S’il est reconnu par la science—du jour—que les notes de musique agissant sur certains organismes font apparaître des colorations, si sol peut être rouge, fa lilas ou vert, pourquoi ces mêmes sons ne provoqueraient-ils pas aussi des saveurs dans la bouche et des senteurs dans l’odorat? Pourquoi les délicats un peu hystériques ne goûteraient-ils pas toutes choses avec tous leurs sens en même temps, et pourquoi aussi les symbolistes ne révéleraient-ils point des sensibilités délicieuses aux êtres de leur race, poètes incurables et privilégiés? C’est là une simple question de pathologie artistique bien plus que de véritable esthétique.
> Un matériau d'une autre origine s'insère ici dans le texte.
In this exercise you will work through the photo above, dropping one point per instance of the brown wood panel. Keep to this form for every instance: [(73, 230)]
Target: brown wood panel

Ne se peut-il en effet que quelques-uns de ces écrivains intéressants, névropathes par entraînement, soient arrivés à une telle excitabilité que chaque impression reçue produise en eux une sorte de concert de toutes les facultés perceptrices?

Et n’est-ce pas bien cela qu’exprime leur bizarre poésie de sons qui, tout en ayant l’air inintelligible, essaye de chanter en effet la gamme entière des sensations et de noter par les voisinages des mots, bien plus que par leur accord rationnel et leur signification connue, d’intraduisibles sens, qui sont obscurs pour nous, et clairs pour eux?

Car les artistes sont à bout de ressources, à court d’inédit, d’inconnu, d’émotion, d’images, de tout. On a cueilli depuis l’antiquité toutes les fleurs de leur champ. Et voilà que, dans leur impuissance, ils sentent confusément qu’il pourrait y avoir peut-être pour l’homme un élargissement de l’âme et de la sensation. Mais l’intelligence a cinq barrières entr’ouvertes et cadenassées qu’on appelle les cinq sens, et ce sont ces cinq barrières que les hommes épris d’art nouveau secouent aujourd’hui de toute leur force.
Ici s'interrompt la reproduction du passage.